You create the following function-based index: CREATE INDEX ix_workweek ON fridge ( TO_CHAR(expiry_date, 'IW') ). If you now use a clause like WHERE TO_CHAR(expiry_date, 'IW') = '20', you can see all products with an expiry date in workweek twenty using the index ix_workweek; the single quotes in the WHERE clause are included because the resulting expression is of type VARCHAR2. Avoid implicit conversions as much as possible; not because of the almost negligible conversion performance penalty but because you rely on Oracle to do it right in the background and it is considered bad style!

Imagine you have created a function-based index on a certain concatenation of columns, for instance manufacturer || '''s ' || product, then you can use that exact expression in the WHERE clause. This is, however, an extremely fragile and overly complex solution that does not really belong in your queries. Such logic is usually application-specific, so it should either be handled by the application itself or a layer of PL/SQL between the database and your user interface that extracts the data and then with the aid of an auxiliary function formats it correctly: it is always a good idea to separate the data-access layer from the application layer, as it minimizes the number of places you have to search and replace something whenever a change requests ends up on your desk.

Why? What if next week someone decides to search for WHERE product || ' by '  || manufacturer = ... instead? You then need to change not only your query but also your index. Worse still, what if you want to list only stuff from one manufacturer? You can’t even use the index! Why make life hard when you can just add both manufacturer and product to your index and search for each one individually, separated by a beautiful AND?! If at this point you think that no one is that thick, then I’ll just say that if I’d have had a dollar for each time I saw something similar (usually with first and last names), I’d be rich. And if I’d have had an extra dollar for each time people complained about shitty performance because of such an abomination of a predicate and demanded an index to solve it, I’d be stinking rich.

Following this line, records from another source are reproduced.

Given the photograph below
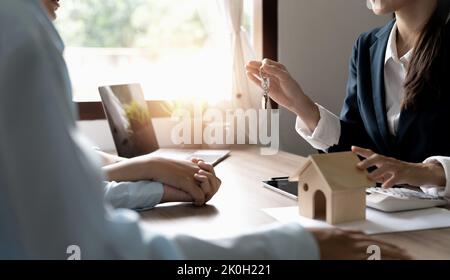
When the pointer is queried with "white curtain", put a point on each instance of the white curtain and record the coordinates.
(245, 94)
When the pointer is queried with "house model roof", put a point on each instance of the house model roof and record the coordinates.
(338, 170)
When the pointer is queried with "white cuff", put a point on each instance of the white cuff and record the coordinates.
(327, 132)
(443, 191)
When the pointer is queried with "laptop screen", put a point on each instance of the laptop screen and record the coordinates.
(129, 120)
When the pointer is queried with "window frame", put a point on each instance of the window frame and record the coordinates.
(265, 40)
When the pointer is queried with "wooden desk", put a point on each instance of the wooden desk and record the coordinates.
(237, 206)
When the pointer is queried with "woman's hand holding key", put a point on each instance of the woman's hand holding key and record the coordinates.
(284, 90)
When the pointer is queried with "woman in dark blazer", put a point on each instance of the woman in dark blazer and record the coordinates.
(398, 97)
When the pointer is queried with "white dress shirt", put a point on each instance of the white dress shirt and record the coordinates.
(51, 192)
(328, 130)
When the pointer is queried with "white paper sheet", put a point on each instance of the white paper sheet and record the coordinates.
(377, 222)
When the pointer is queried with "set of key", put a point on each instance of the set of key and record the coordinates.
(266, 103)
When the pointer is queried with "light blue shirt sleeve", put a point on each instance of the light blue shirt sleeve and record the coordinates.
(139, 196)
(51, 192)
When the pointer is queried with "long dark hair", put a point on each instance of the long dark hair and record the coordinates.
(429, 69)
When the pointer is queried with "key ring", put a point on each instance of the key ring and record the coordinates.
(266, 88)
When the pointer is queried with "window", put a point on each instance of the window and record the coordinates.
(175, 49)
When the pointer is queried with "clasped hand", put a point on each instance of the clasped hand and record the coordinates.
(184, 181)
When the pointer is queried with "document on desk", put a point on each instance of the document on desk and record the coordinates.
(376, 222)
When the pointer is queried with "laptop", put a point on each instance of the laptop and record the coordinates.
(131, 126)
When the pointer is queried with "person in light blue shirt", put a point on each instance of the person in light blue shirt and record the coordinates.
(51, 195)
(142, 183)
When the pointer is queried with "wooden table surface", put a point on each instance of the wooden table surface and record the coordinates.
(237, 206)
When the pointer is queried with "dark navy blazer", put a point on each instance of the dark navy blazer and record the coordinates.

By the way, we’re not done with nulls yet. Queries can sometimes run without utilizing an index because a NOT NULL constraint is absent. Constrains are thus not only important to enforce consistency but also to ensure consistent performance of your queries. Furthermore, functions on columns with NOT NULL constraints can lead to the same (unwanted) behaviour. The reason is that Oracle does not know whether a function preserves the NOT NULL constraint of the column. For some internal functions, though, Oracle knows that NOT NULL is preserved, which means that it can still use any available and relevant indexes. Examples of such internal functions are LOWER() and UPPER().

User-defined functions are black boxes as far as the optimizer is concerned. As of Oracle Database 11g, virtual columns can be used to circumvent the issue. Virtual columns are not stored and they are derived (or computed) from other columns in the same table. They are created like normal columns but with the syntax of col_name [ data_type ] [ GENERATED ALWAYS ] AS ( expression ) [ VIRTUAL ], where the entries between square brackets are optional although highly recommended to indicate that the column in question is merely virtual. An index on a virtual column is like a function-based index on a normal column, but it has the benefit that you can add the NOT NULL constraint to it. Hence, the optimizer can treat the expression as a NOT NULL-preserving function. Sweet!